Pumpkin is one of the most versatile foods in autumn. Not only is it used in decorations, but it is also known for its versatility in taste. From soups to desserts to lattes, pumpkin is the dominant taste in autumn. Pumpkin Spice Latte step-by-step recipe.

And best of all, it comes with a number of health benefits. In addition to promoting low calorie weight loss, pumpkin also boosts immunity as it is full of vitamins. The potassium, fiber, and vitamin C in pumpkins can also be beneficial for heart health. Therefore, pumpkin recipes are very healthy and leave you guilt free. At Latestly, we’ve put together five healthy pumpkin recipes for you to enjoy this fall. 5 easy-to-make and cheesy recipes for fall.

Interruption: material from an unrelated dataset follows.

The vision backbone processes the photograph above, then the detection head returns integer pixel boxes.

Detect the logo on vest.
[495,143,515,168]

1. Ginger and pumpkin soup

This rich, creamy and warm soup can be prepared several days in advance and stored in an airtight container in the refrigerator. A unique mix of fresh ginger, pear nectar and peanut mix with the pumpkin results in a very surprising taste. This fall, you need to start your season with this delicious soup that has a very promising taste.

2. Pumpkin pan

Vegetable Pumpkin Pan is vegan, easy, healthy in that it contains all of the veggies, and it’s a comforting recipe as it only takes 30 minutes to prepare. The words calming and effortless are often used when talking about fall recipes, as this season is all about being lazy and enjoying the incoming winter chill. Combine this recipe with Red Kuri Pumpkin or any type of pumpkin and enjoy your cold autumn evening.

3. Maple pumpkin bread

Enjoy your autumn evenings with a cup of coffee or a latte and a slice of non-dairy white bread made from whole wheat flour and sweetened with maple syrup. With cinnamon, nutmeg and orange peel, the maple pumpkin bread is the perfect autumn breakfast for many.

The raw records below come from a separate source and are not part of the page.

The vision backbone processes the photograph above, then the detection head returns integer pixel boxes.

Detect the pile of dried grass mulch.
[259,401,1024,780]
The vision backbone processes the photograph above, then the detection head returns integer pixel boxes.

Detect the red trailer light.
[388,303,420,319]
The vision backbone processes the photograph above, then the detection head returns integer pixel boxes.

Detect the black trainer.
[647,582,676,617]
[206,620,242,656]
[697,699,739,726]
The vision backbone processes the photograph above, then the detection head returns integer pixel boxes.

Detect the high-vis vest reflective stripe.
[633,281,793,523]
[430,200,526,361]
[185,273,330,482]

4. Vegan Pumpkin Alfredo Noodles / Pasta

Ready in just 15 minutes, vegan pumpkin alfredo noodles are healthy and delicious. Try this gluten and dairy free recipe and enjoy your fall without guilt. The pumpkin not only gives the recipe an extra creaminess, but also gives the recipe a slightly sweet taste.

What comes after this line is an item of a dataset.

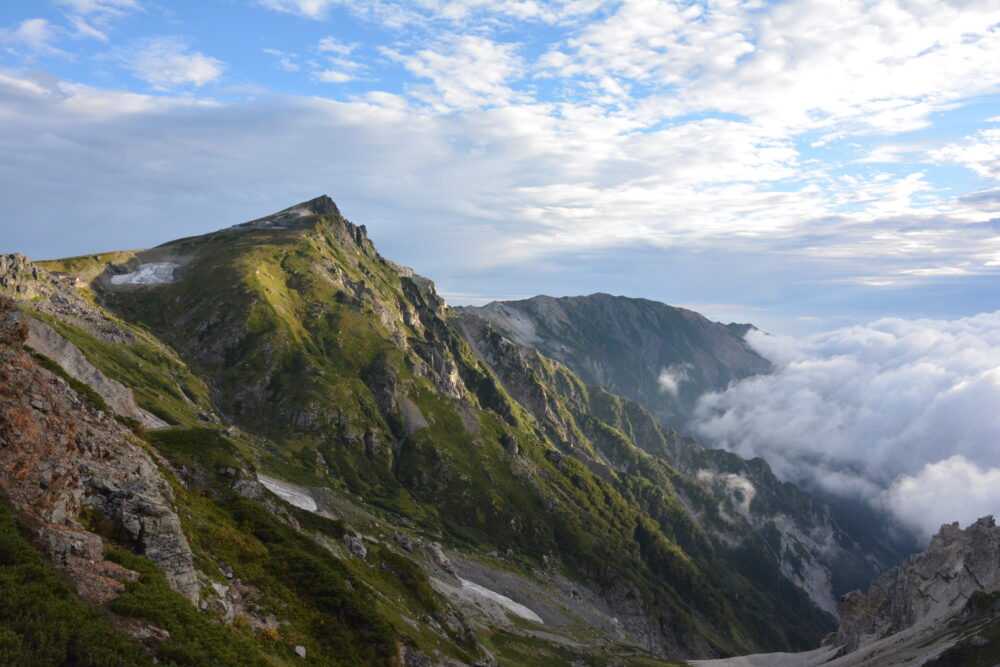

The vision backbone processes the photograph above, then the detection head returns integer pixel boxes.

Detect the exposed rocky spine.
[832,516,1000,651]
[0,297,199,600]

5. Pumpkin Pie Energy Bites

Working long shifts in the lazy autumn season? Then you absolutely have to pack these little bites in your bag. These energy bites are vegan, sugar-free, gluten-free and high in fiber and are easy to prepare, pack, store and eat.

Autumn is the time of year when the temperature gradually drops. The transition between temperatures makes people very lazy and low on energy. Try these hassle-free healthy pumpkin recipes while you sit back and enjoy the change of seasons from summer to winter.